To get the $(9,172)$ solution we multiply $12-17\omega$ by $5-3\omega$, reversing the order of the $7^2$ decomposition. All other possible multiplications using Eisenstein integers from the solutions for $637$ and $49$ repeat the three nonprimitive solutions obtained directly from $31213=637×7^2$, or the two primitive solutions already proposed.

Solution 2:

All the $\alpha_k$ (the smallest integers with $k$ ways to decompose as $p^2+pq+q^2$ that I have been able to find are divisible by $13$. The answer to the problem is $\alpha_5 = 31213 = 7^4\cdot 13$. The $\alpha_k$ seem to love prime factors of the form $6r+1$ and hate prime factors of the form $6r-1$.

$$\begin{array}{rl} \alpha_2 = & 91 = 7 \cdot 13 \\ \alpha_3 = & 637 = 7^2 \cdot 13 \\ \alpha_4 = & 1729 = 7 \cdot 13 \cdot 19 \\ \alpha_5 = & 31213 = 7^4 \cdot 13 \\ \alpha_6 = & 12103 = 7^2 \cdot 13 \cdot 19\\ \alpha_7 = & 405769 = 7^4 \cdot 13^2 \\ \alpha_8 = & 53599 = 7 \cdot 13 \cdot 19 \cdot 31\\ \alpha_9 = & 157339 =7^2 \cdot 13^2 \cdot 19 \\ \alpha_{10} = & 593047 = 7^4 \cdot 13 \cdot 19\\ \alpha_{11} = & 7^{10}×13 (**)\\ \alpha_{12} = & 375193 = 7^2 \cdot 13 \cdot 19 \cdot 31\\ \alpha_{13} = & 2989441 = 7^2 \cdot 13^2 \cdot 19^2 \\ \alpha_{14} = & 29059303 = 7^6 \cdot 13 \cdot 19 \\ \alpha_{15} = & 7709611 = 7^4 \cdot 13^2 \cdot 19 \\ \alpha_{16} = & 1983163 = 7 \cdot 13 \cdot 19 \cdot 31 \cdot 37\\ \alpha_{17} = & 7^6×13^4 (**)\\ \alpha_{18} = & 4877509 = 7^2 \cdot 13^2 \cdot 19 \cdot 31 \\ \alpha_{19} = & 7^{12}×13^2 (**)\\ \alpha_{20} = & 18384457 = 7^4 \cdot 13 \cdot 19 \cdot 31 \\ \alpha_{21} = & 377770939 = 7^6 \cdot 13^2 \cdot 19 \\ \alpha_{22} = & 146482609 = 7^4 \cdot 13^2 \cdot 19^2 \\ \alpha_{24} = & 13882141 = 7^2 \cdot 13 \cdot 19 \cdot 31 \cdot 37\\ \alpha_{27} = & 92671671 = 7^2 \cdot 13^2 \cdot 19^2 \cdot 31 \\ \end{array} $$

** - expected result based on prime factorizations.

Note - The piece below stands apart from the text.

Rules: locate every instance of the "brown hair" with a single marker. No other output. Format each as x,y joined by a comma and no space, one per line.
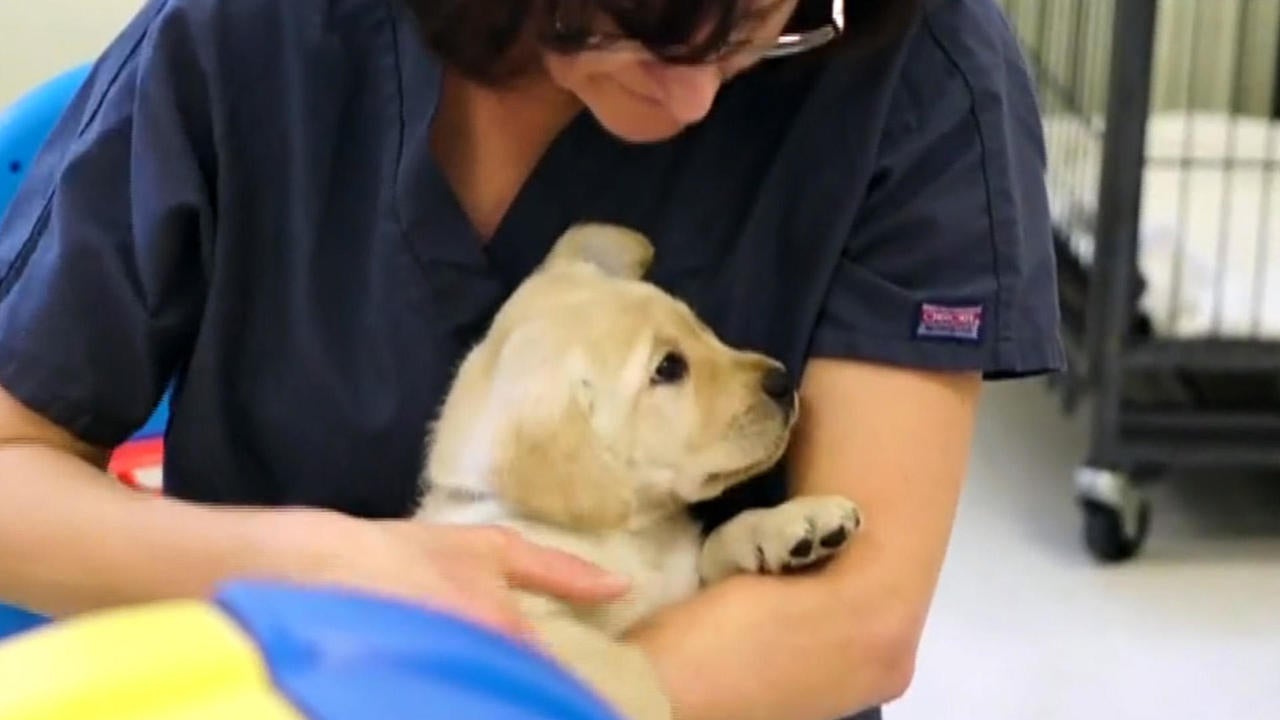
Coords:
479,37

The value given now for $\alpha_9$ lower than that quoted originally; it was verified as having nine positive solutions by exhaustive search. With three distinct prime factor $2^{3-1}=4$ of the nine solutions are primitive, the rest nonprimitive.